Choose organic for reduced pesticides, food additives
If you’re wondering whether to go organic for better health in the New Year, you may need to weigh a few factors before making your decision.
Author : Brandi Schlossberg, Health Source
According to nutrition experts, your first concern should be getting plenty of fruits, vegetables, whole grains, lean meats and other healthy foods — regardless of whether these items are organic.
“You need to eat fruits and vegetables, minimize empty calories and maintain a healthy weight whether you eat organic foods or not,” said Keiko Case, a licensed and registered dietitian with Northern Nevada Medical Center. “The most benefits come from eating healthful foods, avoiding processed foods and limiting sugar, fat and salt-loaded junk foods.”
For those who choose to purchase organic goods, the motivation to do so may come from a desire to avoid pesticide residues and food additives, promote planet-friendly practices or all of the above. In terms of pesticides, however, the residue level on most conventionally grown produce does fall within government guidelines for safety.
“Our food supply is very tightly regulated and tested for pesticide residues to make sure they’re within an acceptable range,” said Johanna Dibble, a licensed and registered dietitian with Northern Nevada Medical Center. “Just remember to always wash your produce thoroughly before consuming.”
However, some folks may decide to go organic if they want to eat produce with even lower levels of pesticide residues, as well as fewer food additives and processing aids, such as preservatives. With a lack of conclusive evidence that organic foods are better for health, the decision to buy these goods tends to be based more on personal concerns and preferences.
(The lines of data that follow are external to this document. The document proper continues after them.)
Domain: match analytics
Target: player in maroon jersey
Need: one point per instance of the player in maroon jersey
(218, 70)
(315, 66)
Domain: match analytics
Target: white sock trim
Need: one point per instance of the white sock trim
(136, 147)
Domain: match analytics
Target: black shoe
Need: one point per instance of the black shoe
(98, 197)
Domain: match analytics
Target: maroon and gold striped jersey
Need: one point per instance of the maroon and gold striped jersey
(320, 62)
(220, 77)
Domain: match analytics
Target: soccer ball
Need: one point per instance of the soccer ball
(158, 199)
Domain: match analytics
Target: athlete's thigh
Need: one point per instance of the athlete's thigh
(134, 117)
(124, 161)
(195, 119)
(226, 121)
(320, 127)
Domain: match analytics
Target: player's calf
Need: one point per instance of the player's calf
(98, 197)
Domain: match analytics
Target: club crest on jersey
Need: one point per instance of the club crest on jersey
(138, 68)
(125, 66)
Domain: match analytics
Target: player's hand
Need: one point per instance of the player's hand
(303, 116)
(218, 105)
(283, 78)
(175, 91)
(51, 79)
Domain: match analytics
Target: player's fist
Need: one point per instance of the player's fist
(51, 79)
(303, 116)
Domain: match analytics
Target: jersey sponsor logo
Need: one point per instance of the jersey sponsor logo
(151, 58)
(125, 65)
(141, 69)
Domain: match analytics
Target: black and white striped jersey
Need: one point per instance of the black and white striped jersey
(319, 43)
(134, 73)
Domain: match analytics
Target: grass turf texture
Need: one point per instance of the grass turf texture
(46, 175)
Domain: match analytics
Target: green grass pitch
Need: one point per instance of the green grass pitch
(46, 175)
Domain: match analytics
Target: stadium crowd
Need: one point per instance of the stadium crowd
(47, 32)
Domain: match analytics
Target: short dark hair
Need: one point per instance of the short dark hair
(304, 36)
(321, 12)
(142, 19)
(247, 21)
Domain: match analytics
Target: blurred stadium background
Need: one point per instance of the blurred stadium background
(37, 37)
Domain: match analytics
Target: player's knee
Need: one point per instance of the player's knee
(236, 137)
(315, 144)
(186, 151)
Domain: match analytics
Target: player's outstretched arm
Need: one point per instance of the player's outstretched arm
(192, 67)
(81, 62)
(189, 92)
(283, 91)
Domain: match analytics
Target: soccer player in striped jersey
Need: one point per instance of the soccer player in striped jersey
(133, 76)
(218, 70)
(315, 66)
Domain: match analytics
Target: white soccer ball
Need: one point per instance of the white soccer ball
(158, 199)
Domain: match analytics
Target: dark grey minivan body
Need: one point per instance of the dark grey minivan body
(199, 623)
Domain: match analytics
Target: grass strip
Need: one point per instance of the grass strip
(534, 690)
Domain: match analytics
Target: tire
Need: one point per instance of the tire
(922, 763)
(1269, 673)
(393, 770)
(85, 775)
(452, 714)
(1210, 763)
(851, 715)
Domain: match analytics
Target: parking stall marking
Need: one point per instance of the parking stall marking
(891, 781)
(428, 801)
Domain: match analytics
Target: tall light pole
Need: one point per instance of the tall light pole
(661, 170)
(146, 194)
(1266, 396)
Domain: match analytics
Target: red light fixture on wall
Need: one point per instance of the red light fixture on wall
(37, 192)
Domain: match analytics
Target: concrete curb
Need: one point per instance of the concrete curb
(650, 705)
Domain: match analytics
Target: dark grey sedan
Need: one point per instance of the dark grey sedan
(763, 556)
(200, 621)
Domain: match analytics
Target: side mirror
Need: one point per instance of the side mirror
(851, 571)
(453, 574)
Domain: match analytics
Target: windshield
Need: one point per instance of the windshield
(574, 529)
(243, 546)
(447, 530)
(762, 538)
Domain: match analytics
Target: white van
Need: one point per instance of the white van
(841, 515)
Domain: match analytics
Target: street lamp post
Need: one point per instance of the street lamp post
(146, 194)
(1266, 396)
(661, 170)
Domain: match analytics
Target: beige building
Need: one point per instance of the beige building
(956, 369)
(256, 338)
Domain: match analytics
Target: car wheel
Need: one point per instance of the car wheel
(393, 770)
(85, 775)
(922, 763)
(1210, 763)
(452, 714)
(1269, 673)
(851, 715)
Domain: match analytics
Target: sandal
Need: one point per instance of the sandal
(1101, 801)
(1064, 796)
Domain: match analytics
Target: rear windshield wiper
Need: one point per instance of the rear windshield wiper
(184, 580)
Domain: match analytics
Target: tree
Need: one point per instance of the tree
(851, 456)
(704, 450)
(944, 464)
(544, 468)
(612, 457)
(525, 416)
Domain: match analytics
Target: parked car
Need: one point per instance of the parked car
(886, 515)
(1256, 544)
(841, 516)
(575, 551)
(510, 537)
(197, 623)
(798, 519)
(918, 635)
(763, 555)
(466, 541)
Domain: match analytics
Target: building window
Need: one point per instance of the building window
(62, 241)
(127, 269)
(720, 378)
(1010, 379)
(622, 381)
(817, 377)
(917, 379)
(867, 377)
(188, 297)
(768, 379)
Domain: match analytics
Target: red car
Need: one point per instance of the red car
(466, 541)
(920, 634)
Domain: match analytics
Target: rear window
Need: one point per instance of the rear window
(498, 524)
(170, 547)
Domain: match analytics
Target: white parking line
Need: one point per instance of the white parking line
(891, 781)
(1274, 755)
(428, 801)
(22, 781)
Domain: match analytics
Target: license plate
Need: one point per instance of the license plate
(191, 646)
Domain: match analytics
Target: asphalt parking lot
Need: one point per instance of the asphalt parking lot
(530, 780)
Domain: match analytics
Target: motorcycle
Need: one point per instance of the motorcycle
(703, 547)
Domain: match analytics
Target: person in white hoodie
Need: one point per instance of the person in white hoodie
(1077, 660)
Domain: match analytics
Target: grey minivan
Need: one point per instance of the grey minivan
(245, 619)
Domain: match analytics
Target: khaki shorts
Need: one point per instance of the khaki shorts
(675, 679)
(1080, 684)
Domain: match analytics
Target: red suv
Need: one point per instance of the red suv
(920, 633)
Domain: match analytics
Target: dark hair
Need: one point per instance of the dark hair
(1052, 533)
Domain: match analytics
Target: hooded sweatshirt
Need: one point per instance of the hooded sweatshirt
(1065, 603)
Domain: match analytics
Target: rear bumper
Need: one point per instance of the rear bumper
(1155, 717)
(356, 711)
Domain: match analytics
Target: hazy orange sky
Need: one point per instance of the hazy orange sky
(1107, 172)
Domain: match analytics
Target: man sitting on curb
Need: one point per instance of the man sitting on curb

Given that organic farming practices are designed to decrease pollution and increase soil and water conservation, the environmental up side of buying organic food seems to be more clear-cut than the health benefits.
As you consider whether to go organic across the board, only with certain foods or not at all, it may help to have a better understanding of what organic food labels actually mean.
For starters, produce can be called organic only if it was grown without the use of most synthetic fertilizers and pesticides. If a synthetic substance is used to grow organic produce, it must meet the United States Department of Agriculture (USDA) standards as far as its effects on human health and the environment.
“As for organic meat, regulations require that animals are raised in living conditions accommodating their natural behaviors (like the ability to graze on pasture), fed 100-percent organic feed and forage, and not administered antibiotics or hormones,” according to the USDA website.
For processed, multi-ingredient foods, the USDA organic standards do not allow the use of artificial preservatives, colors or flavors. In addition, no food can carry the USDA organic label if it is grown or handled using genetically modified organisms.
If you are aiming to pick and choose which foods you buy organic based on pesticide levels, licensed and registered dietitian Stephen Compston of Renown Health recommends taking a look at the Environmental Working Group’s website, where you can find a list of produce ranked from worst to best in terms of pesticide residue.
However, Compston added that simply eating more produce — organic or not — should be the first priority for better health.
“It’s most important to just eat more plants, regardless of how they were grown,” he said. “You will still see the health benefits of eating more fiber and the vitamins and minerals in those foods.”